Le nombre des accès sur les voies publiques peut être limité dans l’intérêt de la sécurité. En particulier, lorsque le terrain est desservi par plusieurs voies, les constructions peuvent n’être autorisées que sous réserve que l’accès soit établi sur la voie où la gêne pour la circulation sera la moindre.
Une autorisation peut également être refusée si les accès présentent un risque pour la sécurité des usagers des voies publiques ou pour celle des personnes utilisant ces accès. Cette sécurité doit être appréciée compte tenu, notamment, de la disposition des accès, de leur configuration, ainsi que de la nature ou de l’intensité du trafic.
Les voies en impasse doivent être aménagées dans leur partie terminale afin de permettre à tous les véhicules de faire aisément demi-tour.

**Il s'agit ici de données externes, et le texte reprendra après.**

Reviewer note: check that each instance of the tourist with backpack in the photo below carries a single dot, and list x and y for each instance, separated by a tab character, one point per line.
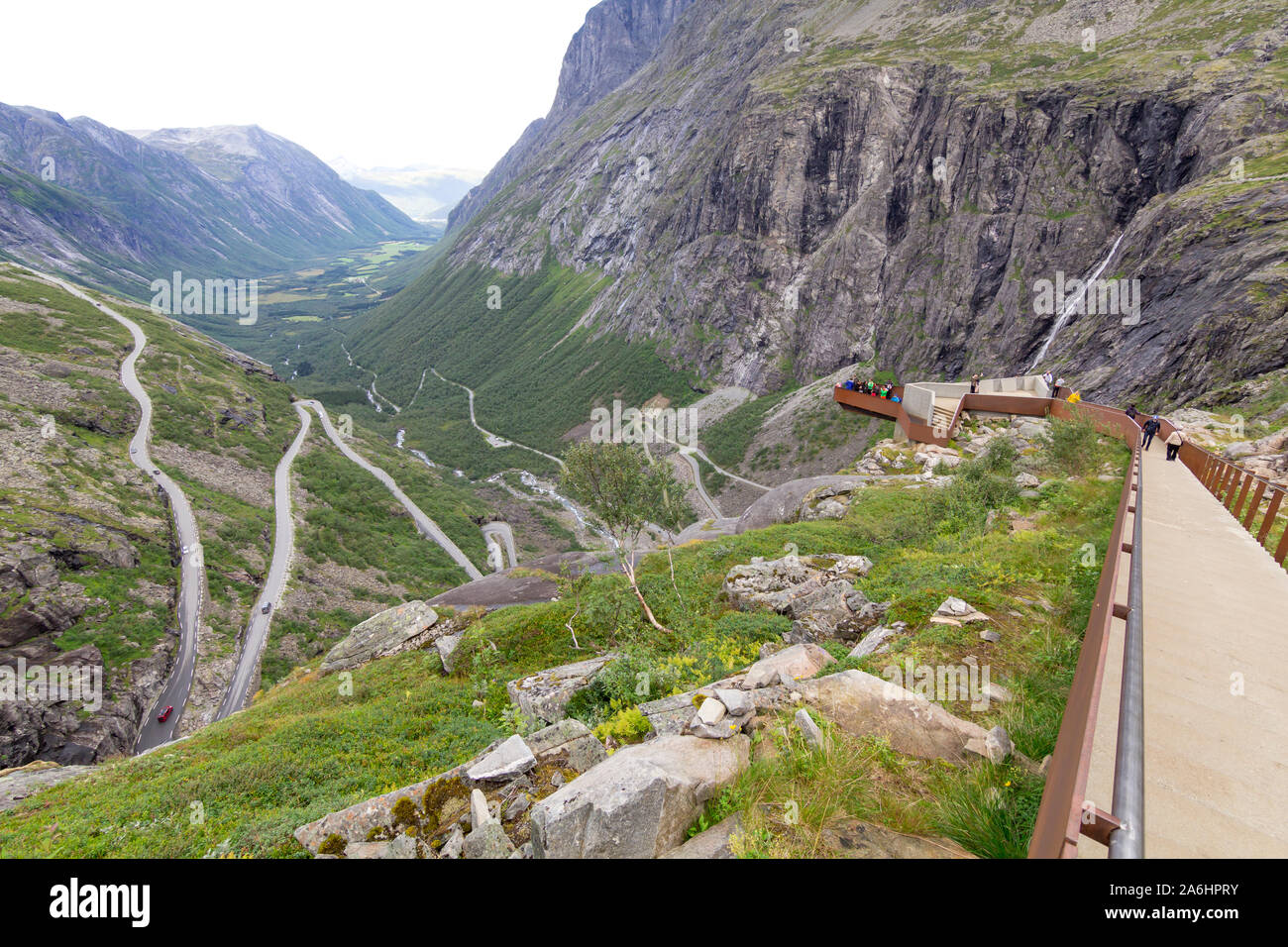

Article UE 4Desserte par les réseaux
Intitulé du document : DESSERTE PAR LES RESEAUX 4.1
Alimentation en eau potable
Toute construction ou installation nouvelle ainsi que toute extension de construction qui, par sa destination, implique une utilisation d’eau potable doit être alimentée par un branchement à un réseau collectif de distribution sous pression présentant des caractéristiques suffisantes.
4.2 Assainissement
4.2.1 Eaux usées
Le branchement à un réseau collectif d’assainissement de caractéristiques appropriées est obligatoire pour toute construction ou installation nouvelle engendrant le rejet d’eaux usées. Toutefois, en l’absence de réseau ou en cas d’impossibilité technique grave de s’y raccorder, toutes les eaux usées devront être dirigées par des canalisations souterraines vers des dispositifs autonomes de traitement et d’évacuation conformes à la réglementation sanitaire et aux éventuelles contraintes fixées par les services compétents, en fonction de la nature du sol ou du sous-sol. Ces dispositifs devront être conçus de manière à pouvoir être branchés, sur le réseau collectif lorsque celui-ci sera réalisé ou renforcé. Toute évacuation des eaux ménagères ou des effluents non traités dans les fossés, cours d’eau et réseaux d’eaux pluviales est interdite.
4.2.2 Eaux résiduaires d’origine artisanales, industrielles ou commerciales
« Tout déversement d’eaux usées, autres que domestiques dans les égouts publics doit être préalablement autorisée par la collectivité à laquelle appartiennent les ouvrages qui seront empruntés par ces eaux usées avant de rejoindre le milieu naturel. L’autorisation fixe suivant la nature du réseau à emprunter ou des traitements mis en œuvre, les caractéristiques que doivent présenter ces eaux usées pour être reçues. Cette autorisation peut être subordonnée à la participation du déversement aux dépenses de premier établissement, d’entretien et d’exploitation entraînées par la réception de ces eaux.» (Dispositions prévues par l’article L.1331-10 du Code de la Santé Publique).
4.2.3 Eaux pluviales Toute construction ou installation doit assurer une gestion de ses eaux pluviales à l’échelle de sa parcelle ou de son unité foncière, conformément à la réglementation en vigueur.
4.3 Desserte électrique et gaz, desserte en télécommunications
4.3.1 Les branchements doivent être établis en souterrain lorsque les lignes publiques correspondantes sont enterrées.
4.3.2 La desserte des bâtiments doit être réalisée par câbles enterrés, hormis éventuellement pour les annexes non accolées au volume de l'habitation.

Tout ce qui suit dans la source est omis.